Around 50 people fled to Kobani's Mursitpinar border gate with Turkey after the attack, seeking to cross the border, local witnesses said. Syrian state TV said the attackers had entered Kobani from Turkey - a claim denied by the Turkish government.

Islamic State militants also killed at least 20 Kurdish civilians in an attack on a village south of Kobani, the Observatory reported.

A Syrian official, speaking on condition of anonymity because he was not authorized to speak to the media, said Islamic State appeared to be trying to divert the focus of forces fighting it because of the pressure it was now under near Raqqa: "I believe this is why they moved to Hasaka - because they felt great danger from the situation in Raqqa."

The Kurdish militia say they currently have no plan to march on Raqqa city.

REBELS AIM TO SEIZE DERAA

The United States has rejected the idea of working with Assad in the war against Islamic State.

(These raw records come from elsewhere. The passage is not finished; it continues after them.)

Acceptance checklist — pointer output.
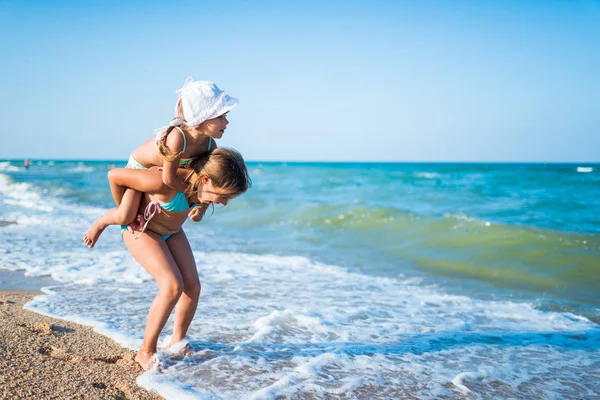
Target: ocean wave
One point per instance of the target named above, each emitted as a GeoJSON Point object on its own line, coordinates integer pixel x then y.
{"type": "Point", "coordinates": [8, 167]}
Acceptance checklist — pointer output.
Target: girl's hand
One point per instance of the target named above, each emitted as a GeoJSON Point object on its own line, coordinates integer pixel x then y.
{"type": "Point", "coordinates": [198, 212]}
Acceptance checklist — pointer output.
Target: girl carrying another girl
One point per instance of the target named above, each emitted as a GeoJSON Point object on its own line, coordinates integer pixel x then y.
{"type": "Point", "coordinates": [161, 246]}
{"type": "Point", "coordinates": [200, 117]}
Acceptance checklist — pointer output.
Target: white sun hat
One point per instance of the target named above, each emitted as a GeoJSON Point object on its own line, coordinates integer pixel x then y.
{"type": "Point", "coordinates": [203, 100]}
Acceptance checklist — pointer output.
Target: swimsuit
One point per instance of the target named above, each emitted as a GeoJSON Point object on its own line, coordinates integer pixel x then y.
{"type": "Point", "coordinates": [183, 163]}
{"type": "Point", "coordinates": [177, 203]}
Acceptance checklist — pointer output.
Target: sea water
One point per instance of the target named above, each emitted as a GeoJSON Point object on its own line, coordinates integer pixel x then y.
{"type": "Point", "coordinates": [368, 281]}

Elsewhere in Syria, Assad's government has faced increased military pressure since March, losing ground in the northwest, the south and the center of the country, where Islamic State seized the city of Palmyra from government control last month.

The rebels in the south launched their assault on Thursday to capture Deraa, which, if it falls, would be the third provincial capital lost by Assad in the four-year-long war, after Islamic State-held Raqqa and Idlib held by another rebel alliance.

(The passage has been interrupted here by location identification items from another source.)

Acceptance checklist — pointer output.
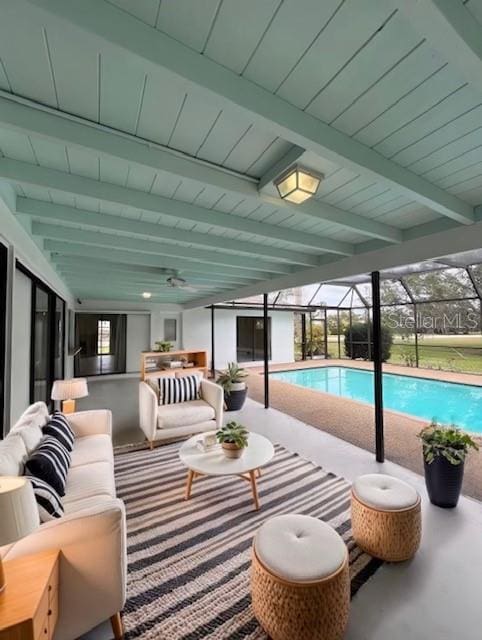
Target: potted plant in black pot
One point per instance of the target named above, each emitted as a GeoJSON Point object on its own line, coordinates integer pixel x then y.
{"type": "Point", "coordinates": [233, 438]}
{"type": "Point", "coordinates": [233, 382]}
{"type": "Point", "coordinates": [444, 452]}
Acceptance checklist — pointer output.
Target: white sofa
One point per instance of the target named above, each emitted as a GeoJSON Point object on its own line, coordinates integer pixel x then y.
{"type": "Point", "coordinates": [92, 533]}
{"type": "Point", "coordinates": [170, 421]}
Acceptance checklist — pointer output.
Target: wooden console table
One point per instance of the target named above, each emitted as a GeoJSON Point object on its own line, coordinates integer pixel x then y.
{"type": "Point", "coordinates": [199, 358]}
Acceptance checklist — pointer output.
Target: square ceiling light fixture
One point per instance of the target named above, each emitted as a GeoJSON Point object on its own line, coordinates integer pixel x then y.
{"type": "Point", "coordinates": [298, 184]}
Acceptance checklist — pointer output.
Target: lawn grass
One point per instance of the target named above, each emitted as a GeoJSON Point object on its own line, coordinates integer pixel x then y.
{"type": "Point", "coordinates": [445, 353]}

Assad's control is now mainly confined to the major population centers of western Syria, where he has sought to shore up his grip with the help of Lebanon's Hezbollah Shi'ite militia, his main allies.

An alliance of rebel groups known as "The Southern Front", which profess a secular vision for Syria, said its Deraa offensive had begun at dawn. The al Qaeda-linked Nusra Front also has a presence in the south.

"If the battle takes time, we are prepared. We have begun the preparatory shelling but we cannot assess the situation right now," Issam al-Rayyes, spokesman for the so called Southern Front, said.

Deraa's provincial governor Khaled al-Hanous told state TV the insurgents had launched "a real war with intensified shelling with various weapons or artillery on citizens in the neighborhoods of the city and on hospitals, schools and infrastructure".

The rebels had not made "one meter of progress", he said.

The Observatory reported heavy fighting and army air strikes in the Deraa area.